Remembering Elvis With Priscilla Presley
BBC Radio 2
A word about the West End theatre impresario Bill Kenwright’s interview with Priscilla Presley (15 January, 10pm). I say interview – but Priscilla scarcely spoke, so keen was Kenwright to establish that he was not just The King’s number-one fan, but famous throughout the country for being so. “Eighty per cent of the British population will know how thrilled I am to be here because I’m a well-known Elvis fanatic,” he assured his guest. “So thank you from me, and thank you from Britain!”
Priscilla demurred politely, as any sane person might. The last time I looked, Presley’s child bride (now 69) did look a little . . . singular, astrophysically speaking. Curiously detached in a trance-like way, brown eyes swivelling in an otherwise entirely motionless face, she resembles a wrongly convicted village wench caught inside an iron maiden – albeit one standing at the bottom of a sweeping staircase and about to pour a glass of Tanqueray over Bobby Ewing.

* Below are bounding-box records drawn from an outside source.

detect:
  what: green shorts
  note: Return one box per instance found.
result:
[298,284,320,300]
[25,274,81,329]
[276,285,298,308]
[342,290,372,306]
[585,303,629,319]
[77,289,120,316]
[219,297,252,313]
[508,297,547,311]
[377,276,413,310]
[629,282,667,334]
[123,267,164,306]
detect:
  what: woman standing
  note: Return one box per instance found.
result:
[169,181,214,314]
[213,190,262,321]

And yet whenever Presley was permitted to speak she sounded perfectly modest and normal, even when Kenwright advised her that, in the interests of evoking a stunned sense of epiphany, she really ought to rewrite the end of a recent Vegas tribute show to include the scarcely used line: “Ladies and gentlemen, Elvis has left the building!”
Priscilla listened respectfully, made a few noises that connoted a general sense of restrained but negotiable negativity, and then assured Bill that she would take the suggestion to her associates and try, even in the teeth of opposition, to push it through to the top.
This, Kenwright – a former judge on Any Dream Will Do – took as his due.
“I want to ask you something, Priscilla,” he started; but then immediately returned to the subject of himself.
“The legend is that He sang you three songs on your first date and actually one of those songs I started my radio series a few weeks back with and I said to listeners, ‘Why was this record never a hit?’ because I was just thinking that I . . .”
Wonder and vanity conjoined. One imagined Presley wearing her quiet, unreadable smile as he talked, hugging memories of her Memphis bumpkin to herself.